Ilaria Brugnoli, classe 1987, è un’atleta paralimpica di Reggio Emilia. Laureata in lettere e filosofia all’Università di Bologna ha coccolato a lungo due grandi passioni: la corsa e la montagna. Le ha coccolate e spesso le ha unite in durissime ma suggestive corse in montagna. A queste vanno aggiunti gli hobby dello sci alpinismo e dell’arrampicata, che l’hanno portata a viaggiare non solo verso i vicini Appennini ma anche sulle Alpi. Tutto di corsa fino al 2016 quando inizia una salita molto dura. Alla fine dell’anno le arriva la prima diagnosi che le certifica alcuni problemi al sistema immunitario, alla quale seguiranno altre due diagnosi di malattie autoimmunitarie. Non abbandona mai lo sport, nemmeno dopo l’autunno del 2018 quando i suoi problemi di salute le causano una cecità quasi totale. Nel 2019, dopo la rottura di un menisco, comincia ad andare in bicicletta, si appassiona e macina chilometri anche in casa, sulla cyclette, durante la pandemia.

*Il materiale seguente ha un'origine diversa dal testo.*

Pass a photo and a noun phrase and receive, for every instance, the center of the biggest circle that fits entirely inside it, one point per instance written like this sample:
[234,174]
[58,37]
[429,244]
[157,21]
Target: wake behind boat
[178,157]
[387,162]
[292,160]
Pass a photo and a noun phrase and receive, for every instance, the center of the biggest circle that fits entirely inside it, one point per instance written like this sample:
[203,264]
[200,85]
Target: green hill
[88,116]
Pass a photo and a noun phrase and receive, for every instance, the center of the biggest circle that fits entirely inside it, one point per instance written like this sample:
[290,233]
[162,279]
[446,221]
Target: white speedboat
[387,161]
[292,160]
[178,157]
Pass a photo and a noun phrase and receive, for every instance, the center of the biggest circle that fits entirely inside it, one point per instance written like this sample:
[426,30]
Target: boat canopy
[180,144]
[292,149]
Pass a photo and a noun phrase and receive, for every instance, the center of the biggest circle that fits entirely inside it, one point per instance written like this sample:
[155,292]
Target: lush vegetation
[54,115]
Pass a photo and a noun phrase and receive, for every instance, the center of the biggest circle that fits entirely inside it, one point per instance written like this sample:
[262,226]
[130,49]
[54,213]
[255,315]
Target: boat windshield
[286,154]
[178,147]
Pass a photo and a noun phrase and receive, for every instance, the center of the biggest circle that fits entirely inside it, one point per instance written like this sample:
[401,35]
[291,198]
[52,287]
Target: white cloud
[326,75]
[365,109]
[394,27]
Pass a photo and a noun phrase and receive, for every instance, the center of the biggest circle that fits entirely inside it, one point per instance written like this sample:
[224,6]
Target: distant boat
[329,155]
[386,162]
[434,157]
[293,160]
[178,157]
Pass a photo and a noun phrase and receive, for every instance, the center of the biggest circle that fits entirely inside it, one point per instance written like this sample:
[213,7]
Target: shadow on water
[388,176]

Uno più uno fa triathlon e subito dopo il lockdown comincia a muovere i primi passi nel mondo del triathlon paralimpico. Una scelta mai così azzeccata, visto che nel 2021 conquista la vittoria al circuito Ips di Paratriatlhon. Nello stesso anno incontra Obiettivo3 al Bike Festival di Rimini, invia la propria candidatura e viene reclutata. Nel team di O3 inizia anche a gareggiare nel paraciclismo e in tandem con Giorgia Bonetti vince le gare di Marina Di Massa e Dueville 2022, che si sommano al successo ai Campionati italiani di paraduathlon. Grazie allo sport Ilaria riesce a sfogarsi totalmente, puntando sempre un traguardo alla volta. Traguardi che sono anche fuori dalle competizioni, visto che ha intenzione di prendersi un’altra laurea in biologia della nutrizione.